En Europe également, les partis sociaux-démocrates ou démocrates-chrétiens se sont enracinés grâce à une vision claire de la société, qui a permis de maintenir leur unité malgré la succession des dirigeants.

Le débat interne, antidote aux fractures

Dans nombre de partis africains, la contestation interne est perçue comme une trahison. Or, c’est justement l’absence de débat qui alimente les frustrations et pousse certains militants à claquer la porte pour créer leur propre formation.

Prenons l’exemple du Parti socialiste français : longtemps traversé par des courants divers (rocardiens, fabiusiens, mitterrandiens…), il a réussi, malgré des tensions, à maintenir une unité relative grâce à des débats internes encadrés lors des congrès. Certes, ces débats étaient parfois vifs, mais ils offraient un espace d’expression légitime, évitant ainsi que les divergences se transforment immédiatement en crises destructrices.

En Amérique latine, le Parti des travailleurs (PT) au Brésil a également cultivé le débat interne, permettant l’émergence de nouvelles figures tout en conservant un cap idéologique clair.

Former pour renforcer

Un parti solide ne peut pas dépendre uniquement de quelques personnalités. Les jeunes et les femmes, souvent marginalisés, doivent être intégrés et formés. C’est ce qui permet au parti de renouveler ses cadres et d’élargir sa base de légitimité.

En Tanzanie, le Chama Cha Mapinduzi (CCM), héritier du parti de Julius Nyerere, a longtemps investi dans la formation politique de ses membres, garantissant ainsi une continuité idéologique et organisationnelle.

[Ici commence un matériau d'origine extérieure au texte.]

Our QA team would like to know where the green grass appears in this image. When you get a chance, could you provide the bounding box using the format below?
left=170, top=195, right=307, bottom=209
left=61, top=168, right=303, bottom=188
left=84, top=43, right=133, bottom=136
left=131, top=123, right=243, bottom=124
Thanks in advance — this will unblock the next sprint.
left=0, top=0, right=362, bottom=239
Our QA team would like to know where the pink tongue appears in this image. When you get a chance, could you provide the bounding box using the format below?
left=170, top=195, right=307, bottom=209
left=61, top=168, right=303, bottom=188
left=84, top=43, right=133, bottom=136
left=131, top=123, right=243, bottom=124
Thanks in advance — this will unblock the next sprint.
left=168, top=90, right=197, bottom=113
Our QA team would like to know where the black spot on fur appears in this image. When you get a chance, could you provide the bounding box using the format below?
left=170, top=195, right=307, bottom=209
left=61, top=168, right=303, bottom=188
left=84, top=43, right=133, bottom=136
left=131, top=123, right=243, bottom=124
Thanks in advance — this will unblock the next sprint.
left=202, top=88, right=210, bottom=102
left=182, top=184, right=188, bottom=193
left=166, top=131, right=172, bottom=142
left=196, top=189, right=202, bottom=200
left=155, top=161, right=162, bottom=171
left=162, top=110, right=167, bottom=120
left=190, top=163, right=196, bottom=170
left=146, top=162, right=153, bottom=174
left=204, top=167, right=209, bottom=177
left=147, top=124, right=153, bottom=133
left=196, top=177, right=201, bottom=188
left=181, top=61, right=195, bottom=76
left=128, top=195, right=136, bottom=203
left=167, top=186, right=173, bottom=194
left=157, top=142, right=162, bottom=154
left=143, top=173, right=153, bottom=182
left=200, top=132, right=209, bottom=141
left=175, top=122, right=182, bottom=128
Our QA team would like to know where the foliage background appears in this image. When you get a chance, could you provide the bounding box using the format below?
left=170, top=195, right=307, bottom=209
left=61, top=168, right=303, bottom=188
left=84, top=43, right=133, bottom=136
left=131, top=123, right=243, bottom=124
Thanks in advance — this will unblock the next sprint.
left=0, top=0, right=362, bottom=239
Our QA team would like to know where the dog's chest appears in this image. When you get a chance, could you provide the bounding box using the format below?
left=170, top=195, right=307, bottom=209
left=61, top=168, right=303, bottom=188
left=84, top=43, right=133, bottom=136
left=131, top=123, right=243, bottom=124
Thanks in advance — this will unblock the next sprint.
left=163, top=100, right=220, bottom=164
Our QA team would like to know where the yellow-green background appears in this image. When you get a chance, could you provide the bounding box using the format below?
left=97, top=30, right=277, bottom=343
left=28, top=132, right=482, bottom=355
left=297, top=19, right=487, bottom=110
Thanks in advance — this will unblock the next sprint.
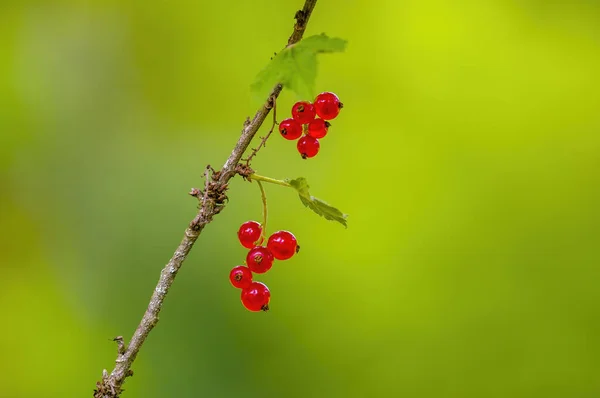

À l’opposé, certains partis africains, concentrés autour d’un leader vieillissant, s’effondrent lorsque la relève n’a pas été préparée.

Des élections internes crédibles

Les crises de succession sont l’une des principales sources de déstabilisation. Quand les dirigeants sont choisis par cooptation opaque ou par simple volonté du leader, la frustration est inévitable.

À l’inverse, des élections internes crédibles renforcent la légitimité des responsables. L’exemple du Parti travailliste britannique est parlant : même si les luttes internes existent, le recours systématique au vote des militants pour désigner les chefs (Jeremy Corbyn hier, Keir Starmer aujourd’hui) a permis de pacifier la compétition.

En Afrique, certains partis comme l’UPC au Cameroun ou le NDC au Ghana ont tenté de mettre en place des primaires internes, une pratique encore trop rare mais essentielle pour crédibiliser la démocratie interne.

La rotation, clé du renouvellement

Le maintien prolongé d’un même leader crée une personnalisation excessive et nourrit la contestation. Dans plusieurs pays africains, cette logique a conduit à des scissions répétitives.

L’Amérique latine a montré une autre voie : au Mexique, le PRI (Parti révolutionnaire institutionnel), qui a dirigé le pays pendant des décennies, pratiquait la rotation régulière des candidatures à la présidence. Même si ce mécanisme n’était pas exempt de manipulations, il permettait d’éviter qu’un leader s’accapare le pouvoir à vie.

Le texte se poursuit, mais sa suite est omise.